Tuesday 6 December at 9.30 the National Institute of Geophysics and Volcanology (INGV), in via di Vigna Murata 605 in Rome, recalls the birth of two entities that marked epochal turning points in the geosciences: the oldest scientific garrison of geodynamics in the world, the Vesuvian Observatory, founded in 1841, e the National Institute of Geophysics, born on 15 November 1936 within the National Research Council (CNR), by presidential order of the then president of the CNR, Guglielmo Marconi and initially located within the Sapienza University of Rome.

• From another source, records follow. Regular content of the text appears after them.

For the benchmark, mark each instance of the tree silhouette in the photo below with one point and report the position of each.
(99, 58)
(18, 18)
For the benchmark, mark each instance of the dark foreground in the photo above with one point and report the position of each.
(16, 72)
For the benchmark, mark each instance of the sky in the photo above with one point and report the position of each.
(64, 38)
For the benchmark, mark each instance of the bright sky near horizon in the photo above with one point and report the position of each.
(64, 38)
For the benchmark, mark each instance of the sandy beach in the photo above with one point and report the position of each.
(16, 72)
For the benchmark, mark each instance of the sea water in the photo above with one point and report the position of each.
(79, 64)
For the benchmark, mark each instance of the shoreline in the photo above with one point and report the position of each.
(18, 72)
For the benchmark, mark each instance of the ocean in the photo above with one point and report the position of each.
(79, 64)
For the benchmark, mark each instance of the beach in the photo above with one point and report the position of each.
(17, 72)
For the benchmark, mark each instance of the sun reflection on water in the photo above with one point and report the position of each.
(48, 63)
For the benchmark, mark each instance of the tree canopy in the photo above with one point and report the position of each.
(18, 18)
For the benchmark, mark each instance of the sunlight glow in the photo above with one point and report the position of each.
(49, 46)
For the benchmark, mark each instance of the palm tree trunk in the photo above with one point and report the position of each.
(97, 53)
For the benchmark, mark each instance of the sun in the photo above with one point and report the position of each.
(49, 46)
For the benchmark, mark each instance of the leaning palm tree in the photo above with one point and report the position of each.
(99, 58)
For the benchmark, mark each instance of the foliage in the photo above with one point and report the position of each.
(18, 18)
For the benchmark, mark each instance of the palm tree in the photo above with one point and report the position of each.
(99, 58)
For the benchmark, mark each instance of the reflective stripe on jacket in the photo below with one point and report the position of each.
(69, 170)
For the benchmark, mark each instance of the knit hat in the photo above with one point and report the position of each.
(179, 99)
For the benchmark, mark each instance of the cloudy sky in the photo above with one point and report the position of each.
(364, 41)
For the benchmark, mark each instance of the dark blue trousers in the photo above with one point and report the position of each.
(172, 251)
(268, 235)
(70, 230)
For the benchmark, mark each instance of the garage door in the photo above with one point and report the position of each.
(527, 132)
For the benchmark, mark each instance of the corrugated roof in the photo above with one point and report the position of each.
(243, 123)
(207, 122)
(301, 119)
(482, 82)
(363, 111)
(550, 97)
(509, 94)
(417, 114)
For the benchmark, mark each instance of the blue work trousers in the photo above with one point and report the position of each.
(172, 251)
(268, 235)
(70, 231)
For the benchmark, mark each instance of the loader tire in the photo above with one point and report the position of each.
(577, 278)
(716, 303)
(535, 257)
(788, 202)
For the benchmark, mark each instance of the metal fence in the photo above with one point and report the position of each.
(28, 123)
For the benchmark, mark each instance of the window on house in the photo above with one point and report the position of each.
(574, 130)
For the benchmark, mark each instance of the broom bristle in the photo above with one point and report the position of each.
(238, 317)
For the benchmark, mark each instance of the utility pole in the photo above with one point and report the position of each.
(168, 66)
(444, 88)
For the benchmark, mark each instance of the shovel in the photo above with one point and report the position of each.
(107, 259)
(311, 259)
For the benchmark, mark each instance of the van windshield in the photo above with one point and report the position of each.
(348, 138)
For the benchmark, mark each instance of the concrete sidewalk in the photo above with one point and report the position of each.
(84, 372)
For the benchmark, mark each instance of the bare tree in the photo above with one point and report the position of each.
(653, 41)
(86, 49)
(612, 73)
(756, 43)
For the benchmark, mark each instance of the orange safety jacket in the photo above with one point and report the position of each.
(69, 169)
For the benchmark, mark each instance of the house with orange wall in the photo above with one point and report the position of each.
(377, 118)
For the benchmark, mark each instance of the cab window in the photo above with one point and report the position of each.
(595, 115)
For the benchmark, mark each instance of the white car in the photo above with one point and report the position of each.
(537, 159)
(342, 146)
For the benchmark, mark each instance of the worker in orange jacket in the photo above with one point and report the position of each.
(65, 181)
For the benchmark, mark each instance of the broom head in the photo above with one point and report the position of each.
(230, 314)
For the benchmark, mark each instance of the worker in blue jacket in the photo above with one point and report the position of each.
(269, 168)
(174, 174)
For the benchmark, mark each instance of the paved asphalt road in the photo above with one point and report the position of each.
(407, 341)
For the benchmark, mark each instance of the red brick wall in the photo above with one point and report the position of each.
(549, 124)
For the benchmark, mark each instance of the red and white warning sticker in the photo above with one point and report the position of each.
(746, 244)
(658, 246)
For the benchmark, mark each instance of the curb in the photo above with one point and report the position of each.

The Minister of Education, University and Research (MIUR) Stefania Giannini, the Head of the Civil Protection Department, Fabrizio Curcio, the President of the National Research Council Massimo Inguscio, the Rector of the Sapienza University of Rome Eugenio Gaudio, as well as Michele Caputo, Academician of the Lincei and former President of ING, Roberto Battiston, President of ASI, Gabriele Falciasecca, President of the Guglielmo Marconi Foundation, Fabio Carapezza Guttuso, Prefect of the Ministry of Cultural Heritage and Activities and Tourism (MIBACT), Ermete Realacci, President of the Environment Commission of the Chamber of Deputies.
Speeches by: Graziano Ferrari, SISMOS-INGV project manager on Institutional geophysics in Italy before ING; Alessandro Amato, research manager of INGV and former director of the National Seismic Network, with eighty years of seismic monitoring in Italy for science and society; Gianluca Valensise, research manager of INGV, with Not only networks: from ING to INGV, data and models for seismic hazard estimates in Italy; Antonio Meloni, former research director of INGV, with Beyond seismology: Geomagnetism and ionospheric physics at ING; Francesca Bianco, director of the OV-INGV section, with Research and Monitoring on volcanoes in the Neapolitan area: the union that creates knowledge; Mauro Di Vito, first researcher at INGV, with From measurements to the quantification of natural phenomena: the modeling of ground deformations that preceded the last eruption of Campi Flegrei.
Closing the works: Carlo Doglioni, President of INGV with a speech on the Working Earth project and Onno Oncken, director of the GeoForschungs Zentrum of Potsdam, with the conference The Maule 2010 earthquake and the Andes.
The day will be moderated by: Maria Siclari, INGV General Manager; Francesca Quareni, director of the Bologna section of INGV; Leonardo Sagnotti, director of the INGV Environment Structure; Andrea Bizzarri, INGV researcher.
The event will be accompanied by an exhibition of seismic instruments made by the ING workshops from the XNUMXs to the XNUMXs and by explanatory panels and videos.